0.4 Problem Set for Assignment 1
Load the Boston housing dataset from the Sklearn datasets and write a Python code to accomplish the following tasks:
1. Plot a curve with number of training examples on X-axis and Training and Test Error (both on the same plot in specific colors) for the Least Square Regression (without regularization or say λ = 0 in regularization) on the Y -axis. You can use inbuilt function to fit the Least Square Regression Model. Use Data Normalization. You should use 50%,60%,70%, 80%, 90%,95%, and 99% as the different sizes for the training set while plotting this curve. Test set is the remaining part of the dataset. Further, you also need to make another plot having R2 score on the Y-axis and number of training examples on the X-axis for the same set of experiments. Also repeat the same experiment with l2-regularization with values of λ as 0.01,0.1,1 using the inbuilt function for l2-regularization. You should use a gridplot in matplotlib in order to show all these plots. This grid will have 2 rows and 4 columns displaying the Training and Test error plots in row 1 (different plots for different values of λ = 0,0.01,0.1,1) and R2 score plots in row 2 (different plots for different values of λ = 0,0.01,0.1,1). Keep the scale of X and Y axis same on all plots. Also every time you take a certain number of training examples, shuffle the data.
2
2. Plot the curve with the value of λ in Ridge regression on the X-axis and Training and Test Error (on the same plot) on the Y axis. Fit the ridge regression model using Sklearn inbuilt function Ridge for l2-regularization. Use normalization. You should vary the values of λ as [0,0.0001,0.001,0.01,0.1,1,1.5,2,3,4,5]. You need to make such a plot separately for each of the following training set size – 99%, 90%,80% and 70%. Keep the scale of X and Y axis same on all plots. Furthermore, on each of these plots, you should also plot the validation error by using the inbuilt cross validation function in SKlearn (namely, RidgeCV – you are encouraged to read the documentation for RidgeCV function). Use 5-folds for the cross validation. You should use the same set of λ values for this validation error plots also. The validation error plot should also be in the same color as test error but use dotted lines. So there will be 3 curves on same plot. Remember that test error will be calculated on the test set whereas validation error has nothing to do with the test set. Also make separate plots with value of λ on X- axis and R2 score on Y-axis for each of the percentages of training examples mentioned above and value of λ between 0 and 5 varying them as shown above. Again use the concept of matplotlib grid for showing all these plots. Your grid will have 2 rows and 4 columns displaying the Training,Test and Validation error plots in row 1 for different number of training examples and R2 score plots in row 2.

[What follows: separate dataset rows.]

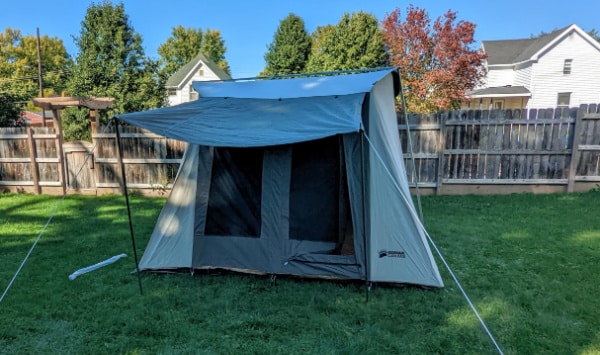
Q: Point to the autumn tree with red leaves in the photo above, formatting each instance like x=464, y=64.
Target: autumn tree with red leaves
x=437, y=65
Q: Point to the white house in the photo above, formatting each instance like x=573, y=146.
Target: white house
x=558, y=69
x=201, y=68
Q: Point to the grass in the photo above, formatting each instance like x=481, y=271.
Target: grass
x=530, y=264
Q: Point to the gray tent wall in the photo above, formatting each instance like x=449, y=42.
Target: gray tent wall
x=404, y=252
x=282, y=123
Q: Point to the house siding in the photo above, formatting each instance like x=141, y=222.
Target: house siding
x=500, y=77
x=183, y=92
x=583, y=81
x=523, y=76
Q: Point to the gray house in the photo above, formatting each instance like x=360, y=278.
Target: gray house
x=201, y=68
x=558, y=69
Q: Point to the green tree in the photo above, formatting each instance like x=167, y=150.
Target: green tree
x=213, y=46
x=290, y=49
x=111, y=63
x=19, y=64
x=183, y=45
x=355, y=42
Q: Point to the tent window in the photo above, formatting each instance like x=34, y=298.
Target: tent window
x=314, y=191
x=234, y=201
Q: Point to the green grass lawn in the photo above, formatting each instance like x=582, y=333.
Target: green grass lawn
x=530, y=263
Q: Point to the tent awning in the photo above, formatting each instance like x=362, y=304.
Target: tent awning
x=253, y=122
x=264, y=112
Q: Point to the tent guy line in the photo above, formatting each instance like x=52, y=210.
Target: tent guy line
x=50, y=218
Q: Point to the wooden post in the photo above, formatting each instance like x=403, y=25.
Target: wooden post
x=61, y=157
x=35, y=173
x=578, y=131
x=442, y=117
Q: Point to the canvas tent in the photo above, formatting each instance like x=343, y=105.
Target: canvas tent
x=299, y=176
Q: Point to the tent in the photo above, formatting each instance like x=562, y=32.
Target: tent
x=298, y=176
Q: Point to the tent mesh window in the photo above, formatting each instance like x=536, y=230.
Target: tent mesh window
x=234, y=202
x=314, y=191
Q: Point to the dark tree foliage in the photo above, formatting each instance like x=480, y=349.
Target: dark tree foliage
x=356, y=42
x=290, y=49
x=10, y=110
x=111, y=63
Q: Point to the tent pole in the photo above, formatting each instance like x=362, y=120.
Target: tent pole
x=364, y=210
x=124, y=184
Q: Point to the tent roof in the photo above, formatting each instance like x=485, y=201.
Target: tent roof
x=265, y=112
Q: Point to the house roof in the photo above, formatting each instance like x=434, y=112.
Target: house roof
x=506, y=52
x=501, y=91
x=181, y=76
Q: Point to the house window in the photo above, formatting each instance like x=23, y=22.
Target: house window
x=193, y=94
x=564, y=99
x=567, y=66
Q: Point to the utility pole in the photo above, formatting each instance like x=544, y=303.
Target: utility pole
x=40, y=84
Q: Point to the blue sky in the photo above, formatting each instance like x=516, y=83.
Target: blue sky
x=248, y=26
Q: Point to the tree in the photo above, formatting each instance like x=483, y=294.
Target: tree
x=19, y=64
x=111, y=63
x=355, y=42
x=290, y=49
x=183, y=45
x=213, y=46
x=437, y=65
x=594, y=33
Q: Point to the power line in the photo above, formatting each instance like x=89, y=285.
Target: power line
x=34, y=77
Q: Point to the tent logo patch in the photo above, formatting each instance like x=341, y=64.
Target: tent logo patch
x=392, y=254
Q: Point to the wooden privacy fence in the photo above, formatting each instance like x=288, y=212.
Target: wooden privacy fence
x=453, y=152
x=30, y=161
x=503, y=150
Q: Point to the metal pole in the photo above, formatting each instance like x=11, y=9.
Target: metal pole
x=124, y=183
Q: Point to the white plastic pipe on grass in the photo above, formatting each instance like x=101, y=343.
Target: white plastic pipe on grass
x=84, y=270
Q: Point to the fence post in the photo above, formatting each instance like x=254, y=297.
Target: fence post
x=62, y=176
x=35, y=174
x=577, y=132
x=442, y=116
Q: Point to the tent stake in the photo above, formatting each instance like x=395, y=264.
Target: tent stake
x=124, y=183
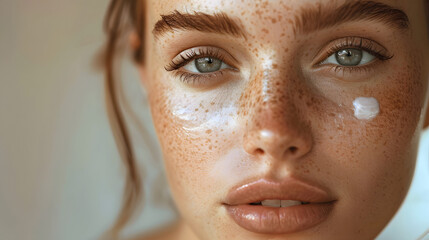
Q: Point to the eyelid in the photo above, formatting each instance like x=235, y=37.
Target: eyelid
x=361, y=43
x=190, y=54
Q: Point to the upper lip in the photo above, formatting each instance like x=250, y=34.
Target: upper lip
x=287, y=189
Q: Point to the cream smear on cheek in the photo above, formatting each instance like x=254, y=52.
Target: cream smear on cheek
x=366, y=108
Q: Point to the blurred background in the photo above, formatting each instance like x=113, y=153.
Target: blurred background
x=61, y=176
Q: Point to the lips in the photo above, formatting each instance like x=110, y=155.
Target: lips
x=273, y=207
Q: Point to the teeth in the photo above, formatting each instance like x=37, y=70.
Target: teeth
x=271, y=203
x=279, y=203
x=288, y=203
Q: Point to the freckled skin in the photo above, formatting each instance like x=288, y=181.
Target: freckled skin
x=211, y=139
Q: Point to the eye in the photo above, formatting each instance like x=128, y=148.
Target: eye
x=205, y=65
x=349, y=57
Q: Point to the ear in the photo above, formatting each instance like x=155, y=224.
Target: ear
x=135, y=45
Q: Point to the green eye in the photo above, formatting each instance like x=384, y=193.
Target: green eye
x=205, y=65
x=349, y=57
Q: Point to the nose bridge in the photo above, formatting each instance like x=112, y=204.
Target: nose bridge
x=274, y=125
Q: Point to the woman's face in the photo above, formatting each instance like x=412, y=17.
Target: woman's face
x=316, y=102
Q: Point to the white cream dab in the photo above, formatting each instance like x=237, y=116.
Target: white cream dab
x=366, y=108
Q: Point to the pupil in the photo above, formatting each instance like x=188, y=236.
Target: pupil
x=208, y=64
x=349, y=57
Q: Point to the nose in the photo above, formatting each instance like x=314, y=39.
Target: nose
x=276, y=128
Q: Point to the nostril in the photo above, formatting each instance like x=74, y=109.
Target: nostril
x=293, y=149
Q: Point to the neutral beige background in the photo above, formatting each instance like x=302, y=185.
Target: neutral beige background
x=60, y=173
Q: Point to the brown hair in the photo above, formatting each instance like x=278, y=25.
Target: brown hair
x=121, y=17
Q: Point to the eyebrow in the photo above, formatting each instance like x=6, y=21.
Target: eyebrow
x=310, y=18
x=318, y=17
x=199, y=21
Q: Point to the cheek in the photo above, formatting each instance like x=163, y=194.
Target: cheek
x=372, y=161
x=194, y=129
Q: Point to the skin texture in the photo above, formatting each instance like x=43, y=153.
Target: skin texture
x=276, y=116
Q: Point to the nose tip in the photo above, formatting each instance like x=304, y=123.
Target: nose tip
x=278, y=144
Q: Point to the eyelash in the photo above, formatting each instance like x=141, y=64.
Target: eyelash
x=360, y=43
x=190, y=55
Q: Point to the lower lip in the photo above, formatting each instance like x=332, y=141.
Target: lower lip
x=279, y=220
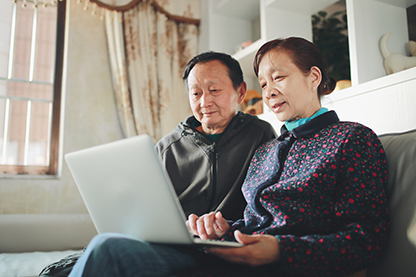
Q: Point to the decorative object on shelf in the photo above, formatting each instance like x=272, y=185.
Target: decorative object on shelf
x=395, y=62
x=341, y=84
x=243, y=45
x=252, y=103
x=331, y=37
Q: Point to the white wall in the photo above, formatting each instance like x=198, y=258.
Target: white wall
x=89, y=119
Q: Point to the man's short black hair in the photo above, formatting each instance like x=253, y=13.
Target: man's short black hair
x=234, y=70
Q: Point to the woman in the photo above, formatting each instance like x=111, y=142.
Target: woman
x=316, y=195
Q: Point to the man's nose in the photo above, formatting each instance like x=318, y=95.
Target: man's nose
x=269, y=92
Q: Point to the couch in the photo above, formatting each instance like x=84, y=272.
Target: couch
x=56, y=236
x=29, y=242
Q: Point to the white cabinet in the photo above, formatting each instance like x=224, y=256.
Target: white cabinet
x=225, y=24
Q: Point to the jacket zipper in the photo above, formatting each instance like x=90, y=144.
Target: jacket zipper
x=214, y=183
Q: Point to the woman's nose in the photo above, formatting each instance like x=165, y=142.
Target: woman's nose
x=269, y=92
x=206, y=99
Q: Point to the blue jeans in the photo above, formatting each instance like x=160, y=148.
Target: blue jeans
x=120, y=255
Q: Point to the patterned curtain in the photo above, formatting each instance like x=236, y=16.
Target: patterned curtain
x=149, y=45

3. Repeat the process in question 2 with l1-regularization by using inbuilt functions for LASSO regression and LASSO regression with cross validation.
4. Repeat the process in questions 1 and 2 but now use your own code for data normalization, fitting least square regression model, ridge regression model, calculating training error, test error and R2 score. You do not need to do cross validation for this question.
5. Repeat the tasks in questions 1 through 4 for the diabetes dataset.